The NFT company, OMNI has temporarily paused all of its services and informed users that no consumer monies were stolen.
A re-entrancy attack caused OMNI, an NFT financial company that lends out cryptocurrencies in exchange for staked NFTs, to lose roughly 1,300 ETH, which was worth $1.4 million at the time.
Bad Debts from Poor Code
After staking NFTs from the Doodle collection in bad faith, the enterprise in question lost the money. The attacker first deposited Doodles as security for a loan of wrapped ETH before launching the hack (wETH). After the loan was confirmed, the exploiter had access to all Doodles but one, which allowed a callback function to cancel the debt that had been obtained by buying wETH.
The Doodle that was still on the platform after completing these two stages was insufficient to pay out the loan. The system then liquidated the situation and gave the remaining Doodles back to the attacker.
White Hat Appeal Has No Chance
Following recent attacks on DeFi, recently attacked developers have frequently made direct appeals to the hackers, promising to accept them as a white-hat event in exchange for the majority of all of the monies taken.
This has occasionally gone out well; for instance, the Optimism exploiter refunded the majority of the cash after seeking Vitalik Buterin’s counsel. When the devs at Harmony recently attempted the same strategy, they were blatantly disregarded as the stolen tokens were being laundered.
The attacker in this instance transmitted his freshly appropriated wETH right away to Tornado, a mixing service that hides the source of funds, so the appeal was never given an opportunity to be made. Due to this feature, fraudsters frequently use it when trying to launder illicit gains.
Suspended OMNI Protocol
The developers in charge have suspended the OMNI protocol, which is currently in beta, while they conduct audits and apply security updates. Additionally, OMNI developers stated that the hack did not affect any client payments, proving that the stolen wETH were “internal testing monies.”

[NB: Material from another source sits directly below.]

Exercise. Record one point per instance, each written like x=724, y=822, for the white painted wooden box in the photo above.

“OMNI is still in testing (beta). No customer funds were lost, only internal testing funds were affected! We have suspended the OMNI protocol until we completed the investigation and have everything reviewed again by external security and auditing firms.”
Unfortunately, it appears that OMNI may have to stay in beta for a bit longer than initially anticipated, which is bad news for the project’s developers and supporters.